When companies want to expand their investor base, they often extend their IR program into new regions and markets. Overseas locations offer the chance to meet a whole new community of investors and tap long-term pools of capital. But issues such as market volatility, budget pressure and fear of the unknown can lead to IR anxiety. Below, two industry insiders share their tips for heading into new regions.
Do your research: Research is the single most important use of an IRO’s time when a company is looking to expand into a new region, says Loren Dufton, head of IR client services at Capita Asset Services. ‘Obviously it’s vital to ascertain that there’s likely to be interest in your company, but it’s also crucial to research the strength of this interest.

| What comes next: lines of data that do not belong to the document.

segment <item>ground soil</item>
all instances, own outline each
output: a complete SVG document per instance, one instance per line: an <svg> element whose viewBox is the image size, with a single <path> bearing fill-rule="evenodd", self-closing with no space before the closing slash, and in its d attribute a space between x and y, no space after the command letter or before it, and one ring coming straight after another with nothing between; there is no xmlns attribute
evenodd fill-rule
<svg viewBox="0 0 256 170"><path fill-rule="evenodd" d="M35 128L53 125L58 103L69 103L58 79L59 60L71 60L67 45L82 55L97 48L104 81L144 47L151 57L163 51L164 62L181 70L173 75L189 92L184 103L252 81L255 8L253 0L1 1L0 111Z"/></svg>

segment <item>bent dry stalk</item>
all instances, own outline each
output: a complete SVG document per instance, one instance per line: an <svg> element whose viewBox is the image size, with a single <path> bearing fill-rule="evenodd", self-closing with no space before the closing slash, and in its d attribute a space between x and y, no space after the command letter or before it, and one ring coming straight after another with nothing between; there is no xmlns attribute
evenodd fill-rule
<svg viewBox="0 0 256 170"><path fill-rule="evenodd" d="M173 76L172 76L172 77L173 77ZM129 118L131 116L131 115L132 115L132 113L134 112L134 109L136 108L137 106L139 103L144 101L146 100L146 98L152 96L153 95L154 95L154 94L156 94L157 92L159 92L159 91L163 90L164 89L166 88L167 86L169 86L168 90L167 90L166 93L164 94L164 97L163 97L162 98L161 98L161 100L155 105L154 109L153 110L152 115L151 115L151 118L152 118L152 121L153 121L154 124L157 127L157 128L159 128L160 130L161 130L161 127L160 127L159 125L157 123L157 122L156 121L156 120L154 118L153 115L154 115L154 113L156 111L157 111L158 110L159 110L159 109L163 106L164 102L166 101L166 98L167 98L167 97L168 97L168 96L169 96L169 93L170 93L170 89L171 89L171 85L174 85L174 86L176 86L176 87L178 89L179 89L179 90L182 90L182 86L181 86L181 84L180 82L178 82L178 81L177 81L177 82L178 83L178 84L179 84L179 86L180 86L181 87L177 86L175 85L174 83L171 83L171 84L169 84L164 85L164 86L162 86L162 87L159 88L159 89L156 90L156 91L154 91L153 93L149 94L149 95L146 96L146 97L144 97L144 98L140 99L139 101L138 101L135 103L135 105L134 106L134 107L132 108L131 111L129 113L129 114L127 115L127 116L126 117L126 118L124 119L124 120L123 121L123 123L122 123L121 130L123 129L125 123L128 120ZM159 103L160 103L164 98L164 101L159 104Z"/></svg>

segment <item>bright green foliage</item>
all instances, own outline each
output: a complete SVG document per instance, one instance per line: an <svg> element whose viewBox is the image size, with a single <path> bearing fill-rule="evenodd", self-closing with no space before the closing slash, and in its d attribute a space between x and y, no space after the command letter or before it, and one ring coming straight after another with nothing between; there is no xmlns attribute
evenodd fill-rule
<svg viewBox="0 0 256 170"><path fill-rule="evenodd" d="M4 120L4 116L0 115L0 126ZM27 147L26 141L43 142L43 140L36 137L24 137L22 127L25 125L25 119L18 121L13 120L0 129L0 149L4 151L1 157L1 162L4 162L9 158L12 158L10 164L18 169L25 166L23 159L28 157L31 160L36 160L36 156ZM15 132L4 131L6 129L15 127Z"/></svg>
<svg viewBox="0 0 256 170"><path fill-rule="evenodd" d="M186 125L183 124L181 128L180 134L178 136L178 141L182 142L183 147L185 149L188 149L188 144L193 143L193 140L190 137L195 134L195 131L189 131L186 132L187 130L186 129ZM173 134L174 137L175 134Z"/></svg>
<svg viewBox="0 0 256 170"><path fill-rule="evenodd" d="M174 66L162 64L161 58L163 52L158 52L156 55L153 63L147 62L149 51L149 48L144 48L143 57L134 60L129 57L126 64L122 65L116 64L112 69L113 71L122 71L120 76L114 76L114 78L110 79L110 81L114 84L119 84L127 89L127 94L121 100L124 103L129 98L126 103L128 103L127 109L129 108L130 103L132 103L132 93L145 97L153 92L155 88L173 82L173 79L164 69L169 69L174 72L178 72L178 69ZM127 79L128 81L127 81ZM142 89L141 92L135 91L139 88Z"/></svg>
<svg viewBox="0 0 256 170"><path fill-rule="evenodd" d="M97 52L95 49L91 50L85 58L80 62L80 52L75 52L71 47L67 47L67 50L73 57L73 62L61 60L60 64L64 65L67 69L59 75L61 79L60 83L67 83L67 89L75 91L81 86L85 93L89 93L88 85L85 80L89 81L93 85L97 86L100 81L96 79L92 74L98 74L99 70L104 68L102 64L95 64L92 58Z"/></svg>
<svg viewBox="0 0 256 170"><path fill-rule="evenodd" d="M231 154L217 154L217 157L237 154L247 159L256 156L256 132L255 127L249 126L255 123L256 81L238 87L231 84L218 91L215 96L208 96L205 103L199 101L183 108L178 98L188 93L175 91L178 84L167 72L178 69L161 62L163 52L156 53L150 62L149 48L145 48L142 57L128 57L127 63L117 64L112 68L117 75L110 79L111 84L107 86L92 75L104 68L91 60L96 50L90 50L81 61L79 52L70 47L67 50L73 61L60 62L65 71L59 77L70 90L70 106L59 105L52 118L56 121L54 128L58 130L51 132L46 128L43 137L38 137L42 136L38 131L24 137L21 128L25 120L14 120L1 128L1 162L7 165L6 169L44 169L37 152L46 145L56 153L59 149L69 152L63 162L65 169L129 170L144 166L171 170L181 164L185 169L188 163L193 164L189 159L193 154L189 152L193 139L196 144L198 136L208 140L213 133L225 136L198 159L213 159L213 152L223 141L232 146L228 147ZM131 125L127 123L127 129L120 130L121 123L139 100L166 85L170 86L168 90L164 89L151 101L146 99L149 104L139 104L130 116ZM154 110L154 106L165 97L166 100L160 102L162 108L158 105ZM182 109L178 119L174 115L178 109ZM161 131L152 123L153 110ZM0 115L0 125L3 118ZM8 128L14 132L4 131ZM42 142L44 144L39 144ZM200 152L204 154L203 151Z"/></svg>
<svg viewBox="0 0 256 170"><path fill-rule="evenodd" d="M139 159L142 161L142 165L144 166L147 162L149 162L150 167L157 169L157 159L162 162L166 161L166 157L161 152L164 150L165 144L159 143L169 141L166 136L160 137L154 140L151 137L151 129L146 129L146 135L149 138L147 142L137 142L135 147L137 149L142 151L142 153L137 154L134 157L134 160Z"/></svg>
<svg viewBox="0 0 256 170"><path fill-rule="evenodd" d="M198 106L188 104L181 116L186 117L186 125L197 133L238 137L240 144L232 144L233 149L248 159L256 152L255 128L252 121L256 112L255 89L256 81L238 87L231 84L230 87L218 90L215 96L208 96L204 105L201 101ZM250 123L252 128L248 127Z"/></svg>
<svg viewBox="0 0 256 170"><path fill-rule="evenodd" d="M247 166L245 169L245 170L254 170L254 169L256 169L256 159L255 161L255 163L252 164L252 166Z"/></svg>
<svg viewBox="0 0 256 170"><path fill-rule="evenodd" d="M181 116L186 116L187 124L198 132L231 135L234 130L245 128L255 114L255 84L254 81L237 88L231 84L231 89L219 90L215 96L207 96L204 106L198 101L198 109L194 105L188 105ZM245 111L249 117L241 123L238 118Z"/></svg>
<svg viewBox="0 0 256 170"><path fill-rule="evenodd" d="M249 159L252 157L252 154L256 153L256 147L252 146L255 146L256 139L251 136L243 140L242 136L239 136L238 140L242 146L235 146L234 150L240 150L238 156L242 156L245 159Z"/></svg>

There’s little point in travelling to the other side of the world before realizing that five of the 10 meetings you have scheduled are unlikely to be worthwhile,’ she explains.
Use management time selectively: Senior management’s time is precious, particularly that of CEOs/CFOs, says Henk-Jan ten Brinke, vice president of investor relations at Royal Ahold. ‘To avoid wasted time, especially for meetings that also involve a considerable amount of traveling time, I would carry out the first round of meetings myself, and then take the CEO/CFO to the most interesting or interested investors at a follow-up appointment,’ he notes.
Consider region specifics: It’s imperative to thoroughly investigate whether there are any cultural, political or religious issues that need to be taken into consideration in your desired region, advises Dufton. ‘Making sure you do your homework, especially in countries where political upheaval or cultural differences are likely to affect your investor strategy, will help avoid any embarrassment or offense and help ensure your efforts are worthwhile,’ she says.
Identifying the correct broker: ‘While it can be tempting to use brokers you’re already familiar and satisfied with, this might not always be the most sensible move when exploring new areas,’ says Dufton. ‘Find out which is the most important broker for your new region, especially in terms of how well established its personal network is for both the area and your industry sector.’
Communicate effectively with brokers: ‘It’s crucial to communicate clearly with your chosen broker exactly what your criteria are in terms of the kind of investors you are looking for,’ adds Brinke. ‘Outlining your expectations is essential from the outset as some brokers can be rather commission-driven; the potential for this to take precedent is much more likely without a clear brief from an IRO.’
Respect your existing shareholders: ‘While making the move into a new region can be exciting, companies need to be sure they are making the move for the right reasons,’ notes Dufton. ‘One consideration is the views of current shareholders: will they be happy with either new or further cross-border investment? Engaging with your existing shareholder base in advance of any major new regional work is important to maintain happy investors.’